- Mary Caldwell For the AJC
If you live in an urban area, you probably own a car. And even though you're undoubtedly spending a fair amount of time behind the wheel, your car spends most of its time parked in a driveway, garage or lot.
Why not put your wheels to work and pick up a side gig that can help offset your car payment or insurance and put some extra money in your pocket?
Companies like Turo – which bills itself as an Airbnb for cars – connect you with drivers who need to rent a car, according to Money Talks News. Post photos of your car and list where and when it's available, while also setting preferences such as price and mileage limits. Turo will notify you when someone requests your car, and you're free to accept or decline the booking.
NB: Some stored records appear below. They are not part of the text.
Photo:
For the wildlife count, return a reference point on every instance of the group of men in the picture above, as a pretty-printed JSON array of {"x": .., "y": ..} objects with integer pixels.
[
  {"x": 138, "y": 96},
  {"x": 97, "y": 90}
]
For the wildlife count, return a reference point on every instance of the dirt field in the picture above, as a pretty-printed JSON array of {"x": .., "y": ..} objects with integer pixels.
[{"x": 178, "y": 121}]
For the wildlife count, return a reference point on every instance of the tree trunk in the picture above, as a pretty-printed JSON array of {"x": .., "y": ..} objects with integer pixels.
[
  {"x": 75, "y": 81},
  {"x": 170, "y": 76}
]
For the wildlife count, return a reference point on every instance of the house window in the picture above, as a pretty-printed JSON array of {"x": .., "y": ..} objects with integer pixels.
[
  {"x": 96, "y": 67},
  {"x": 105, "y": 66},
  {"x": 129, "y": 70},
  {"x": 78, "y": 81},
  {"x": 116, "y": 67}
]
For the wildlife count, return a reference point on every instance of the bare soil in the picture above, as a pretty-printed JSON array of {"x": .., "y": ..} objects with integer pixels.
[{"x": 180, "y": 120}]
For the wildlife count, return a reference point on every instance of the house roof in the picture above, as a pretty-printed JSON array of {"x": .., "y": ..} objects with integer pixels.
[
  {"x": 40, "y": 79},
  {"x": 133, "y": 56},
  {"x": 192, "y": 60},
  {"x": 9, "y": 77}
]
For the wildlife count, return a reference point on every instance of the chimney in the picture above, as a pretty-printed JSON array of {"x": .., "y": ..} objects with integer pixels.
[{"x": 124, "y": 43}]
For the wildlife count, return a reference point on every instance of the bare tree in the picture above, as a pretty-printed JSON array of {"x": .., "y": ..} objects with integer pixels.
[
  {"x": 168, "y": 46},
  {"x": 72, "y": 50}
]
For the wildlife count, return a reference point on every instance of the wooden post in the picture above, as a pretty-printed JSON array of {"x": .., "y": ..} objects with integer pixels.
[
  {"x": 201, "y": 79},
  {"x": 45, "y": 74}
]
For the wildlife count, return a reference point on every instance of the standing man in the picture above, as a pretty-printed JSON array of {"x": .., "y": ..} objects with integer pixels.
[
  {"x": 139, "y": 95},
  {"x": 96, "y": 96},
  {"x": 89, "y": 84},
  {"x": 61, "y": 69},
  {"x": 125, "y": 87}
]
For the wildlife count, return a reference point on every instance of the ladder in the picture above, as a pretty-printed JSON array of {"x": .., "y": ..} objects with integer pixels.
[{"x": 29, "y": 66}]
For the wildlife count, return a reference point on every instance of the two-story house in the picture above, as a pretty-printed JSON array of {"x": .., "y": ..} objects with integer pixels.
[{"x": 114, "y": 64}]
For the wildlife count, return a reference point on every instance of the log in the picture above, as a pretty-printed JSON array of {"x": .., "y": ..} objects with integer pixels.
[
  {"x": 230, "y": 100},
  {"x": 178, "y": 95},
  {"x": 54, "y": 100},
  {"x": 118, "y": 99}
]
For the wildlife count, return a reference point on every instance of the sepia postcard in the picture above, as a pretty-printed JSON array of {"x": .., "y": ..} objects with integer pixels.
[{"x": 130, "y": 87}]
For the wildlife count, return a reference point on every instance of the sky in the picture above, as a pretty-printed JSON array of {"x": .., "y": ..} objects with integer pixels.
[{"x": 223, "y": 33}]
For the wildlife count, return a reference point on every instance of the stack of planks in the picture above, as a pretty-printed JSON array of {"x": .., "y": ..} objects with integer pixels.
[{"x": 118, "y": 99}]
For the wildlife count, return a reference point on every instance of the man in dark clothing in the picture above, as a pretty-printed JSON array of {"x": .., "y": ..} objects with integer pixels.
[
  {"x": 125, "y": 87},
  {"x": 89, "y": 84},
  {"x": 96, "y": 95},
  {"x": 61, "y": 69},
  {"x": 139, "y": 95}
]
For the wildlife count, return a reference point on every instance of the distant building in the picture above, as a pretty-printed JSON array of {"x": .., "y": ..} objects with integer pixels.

Once you've accepted, just meet the other driver in an agreed-upon location.
Although you may think making deliveries applies only to pizza and newspapers, the market has expanded to include just about everything. Drive for Amazon Flex, and you'll be delivering for people who order through its Prime Now program, according to The Penny Hoarder. Atlanta-based companies Kanga and Roadie also use supplemental drivers to deliver a wide variety of products that range from furniture to electronics. And for people who don't want to fight the traffic to get a meal, companies like Grubhub, UberEATs, Zifty and Postmates will pay you to do it for them.
Ride-sharing services such as Uber and Lyft are extremely popular in Atlanta and other cities, and you can make some side money by signing up to drive for one or both of these services. Clark.com offers some pointers on the differences between the two platforms to help you decide where to focus your efforts.
Many movies and TV shows are filmed in Atlanta, and production companies often need cars to appear on-screen. The pay is usually modest, but for more specific requests, you can make more. For example, Kevin Hart's "Night School" recently needed several specific types of vehicles and was willing to pay $250 to $350 a day. To find out which productions need vehicles, look for casting calls on the AJC's Jobs page.
Some companies will pay you to wrap your car in an ad, or if you drive for Uber or Lyft, place ads inside your car. There are reputable companies who will pay you to do this, but there are also some scams, according to The Penny Hoarder. Never pay any money upfront, and make sure the company has contact information on its website. The Penny Hoarder recommends Carvertise as a legitimate company.